By dialing down the confrontational approach she has taken toward Beijing, she could not only ease the cross-Straits tensions, which have been rapidly worsening over the past couple of years, but also prevent the island being recklessly used by Washington as a pawn in its games.
It was the landslide defeat for her Democratic Progressive Party in the mid-term local elections on the island in late 2018 that prompted Tsai to resort to more desperate measures to reverse the situation.
Thus in the second half of her first term with her controvertible stance hitting the island's economy, Tsai became even more purposeful in displaying her secessionist colors in order to curry favor with the US. She eventually tapped into the upheaval instigated by the US in the Hong Kong Special Administrative Region in order to demonize the "one country, two systems" framework, which Beijing has also proposed for the island.
The climax of Tsai's efforts to create a pro-secessionist atmosphere on the island came at the end of last year, when the DPP forced through the island's so-called Anti-Infiltration Law to legalize its power to not only identify and label "infiltrators", but also punish them. Which is nothing but a scheme to enshroud the island in a McCarthy-style witch hunt to its own advantage.
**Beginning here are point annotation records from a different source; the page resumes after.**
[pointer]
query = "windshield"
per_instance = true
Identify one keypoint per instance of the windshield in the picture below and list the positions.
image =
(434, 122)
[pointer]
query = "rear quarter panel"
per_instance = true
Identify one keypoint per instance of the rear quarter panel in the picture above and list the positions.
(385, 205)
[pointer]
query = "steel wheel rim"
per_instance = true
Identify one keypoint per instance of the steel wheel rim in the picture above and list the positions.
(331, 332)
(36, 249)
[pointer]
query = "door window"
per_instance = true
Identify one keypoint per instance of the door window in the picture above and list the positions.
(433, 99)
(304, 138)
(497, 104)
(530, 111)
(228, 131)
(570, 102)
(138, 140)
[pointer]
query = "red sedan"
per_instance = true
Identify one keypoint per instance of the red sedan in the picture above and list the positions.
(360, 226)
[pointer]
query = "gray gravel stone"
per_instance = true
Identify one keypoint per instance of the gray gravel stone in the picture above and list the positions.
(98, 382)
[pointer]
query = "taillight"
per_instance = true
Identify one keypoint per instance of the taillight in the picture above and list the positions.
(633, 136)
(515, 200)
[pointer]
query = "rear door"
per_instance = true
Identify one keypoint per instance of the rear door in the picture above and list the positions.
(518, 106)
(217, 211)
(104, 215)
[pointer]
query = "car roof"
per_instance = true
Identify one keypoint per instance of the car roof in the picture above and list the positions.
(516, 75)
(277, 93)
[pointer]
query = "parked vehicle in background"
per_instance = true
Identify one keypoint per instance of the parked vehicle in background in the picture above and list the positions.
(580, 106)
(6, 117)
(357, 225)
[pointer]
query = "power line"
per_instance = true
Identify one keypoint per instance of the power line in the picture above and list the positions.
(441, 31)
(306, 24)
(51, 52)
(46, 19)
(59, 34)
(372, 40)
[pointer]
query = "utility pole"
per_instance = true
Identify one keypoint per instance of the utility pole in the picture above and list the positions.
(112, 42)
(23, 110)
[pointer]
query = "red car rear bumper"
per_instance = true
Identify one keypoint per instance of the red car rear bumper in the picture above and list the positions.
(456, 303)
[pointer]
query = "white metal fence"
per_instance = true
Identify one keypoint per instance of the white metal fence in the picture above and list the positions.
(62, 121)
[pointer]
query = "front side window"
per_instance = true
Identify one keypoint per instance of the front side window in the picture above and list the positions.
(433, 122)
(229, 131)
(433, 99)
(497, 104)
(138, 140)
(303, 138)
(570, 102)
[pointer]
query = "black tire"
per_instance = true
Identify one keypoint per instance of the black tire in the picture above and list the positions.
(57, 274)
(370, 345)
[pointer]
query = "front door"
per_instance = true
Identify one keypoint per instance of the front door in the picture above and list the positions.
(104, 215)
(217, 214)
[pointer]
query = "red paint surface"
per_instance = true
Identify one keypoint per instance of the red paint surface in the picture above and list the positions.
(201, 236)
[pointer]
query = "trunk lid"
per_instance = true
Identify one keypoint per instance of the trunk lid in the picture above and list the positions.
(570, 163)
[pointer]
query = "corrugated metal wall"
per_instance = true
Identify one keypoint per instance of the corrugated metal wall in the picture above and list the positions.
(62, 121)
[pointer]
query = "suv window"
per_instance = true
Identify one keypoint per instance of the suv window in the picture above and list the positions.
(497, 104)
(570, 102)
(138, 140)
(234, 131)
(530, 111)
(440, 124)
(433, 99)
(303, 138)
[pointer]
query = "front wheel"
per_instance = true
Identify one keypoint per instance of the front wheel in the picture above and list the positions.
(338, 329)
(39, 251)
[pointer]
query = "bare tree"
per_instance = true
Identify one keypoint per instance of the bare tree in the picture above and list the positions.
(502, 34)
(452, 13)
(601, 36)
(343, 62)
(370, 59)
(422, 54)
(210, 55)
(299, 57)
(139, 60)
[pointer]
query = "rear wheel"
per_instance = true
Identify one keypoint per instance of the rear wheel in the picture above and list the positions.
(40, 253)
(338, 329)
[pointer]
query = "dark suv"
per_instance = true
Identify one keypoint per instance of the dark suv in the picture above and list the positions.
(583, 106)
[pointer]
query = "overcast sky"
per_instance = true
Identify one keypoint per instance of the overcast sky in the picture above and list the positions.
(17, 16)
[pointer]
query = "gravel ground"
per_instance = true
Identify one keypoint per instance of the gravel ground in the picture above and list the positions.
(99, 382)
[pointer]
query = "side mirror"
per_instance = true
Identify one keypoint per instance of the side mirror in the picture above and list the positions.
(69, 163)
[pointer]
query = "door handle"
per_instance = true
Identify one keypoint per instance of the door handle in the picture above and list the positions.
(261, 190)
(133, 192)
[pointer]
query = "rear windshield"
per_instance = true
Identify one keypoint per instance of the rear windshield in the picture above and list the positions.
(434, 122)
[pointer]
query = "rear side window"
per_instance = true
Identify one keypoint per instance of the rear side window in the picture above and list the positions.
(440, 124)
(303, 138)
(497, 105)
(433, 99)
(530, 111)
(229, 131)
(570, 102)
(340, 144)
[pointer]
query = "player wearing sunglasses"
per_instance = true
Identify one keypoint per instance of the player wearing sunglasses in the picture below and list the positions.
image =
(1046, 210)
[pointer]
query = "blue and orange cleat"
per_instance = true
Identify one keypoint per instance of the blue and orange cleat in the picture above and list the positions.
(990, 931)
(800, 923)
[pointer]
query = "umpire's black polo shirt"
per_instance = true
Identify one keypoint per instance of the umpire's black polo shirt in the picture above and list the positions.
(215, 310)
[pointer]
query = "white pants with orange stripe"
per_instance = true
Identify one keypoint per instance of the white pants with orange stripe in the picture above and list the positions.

The Tsai administration turned to such tactics in order to cover up its inability to address the economic and livelihood problems on the island, which it has so far left unattended.
Unfortunately, her words and actions after the election suggest that rather than reflecting on the damage her first term in office has done to cross-Straits relations, Tsai will double down on that approach. Meeting with William Brent Christensen, a US diplomat who is director of the American Institute in Taiwan, on Sunday, she praised the US administration for its support and expressed her hope she would be able to strengthen her ties with the US administration.
Although she also professes to want dialogue with Beijing, she intentionally omitted the fact that it can only happen under the one-China principle established by the 1992 Consensus. Seemingly extending the olive branch to Beijing while buttoning her lips up on this suggests that she intends to continue with her truculent ways and has no qualms about dissembling.
But having grabbed onto the coattails of the US' maximum pressure strategy against the Chinese mainland as her political lifeline, she should now let go. Continuing to push for separatism will only aggravate confrontation with the mainland. She should be aware that Beijing means what it says when it asserts it will never allow any pro-independence forces to separate Taiwan from China under any name or in any form.
And whether she accepts it or not, Tsai is trying to futilely hold back time. She cannot reverse the ever-deepening cross-Straits integration or the fact that Taiwan's reunification with the motherland is an unstoppable historical trend.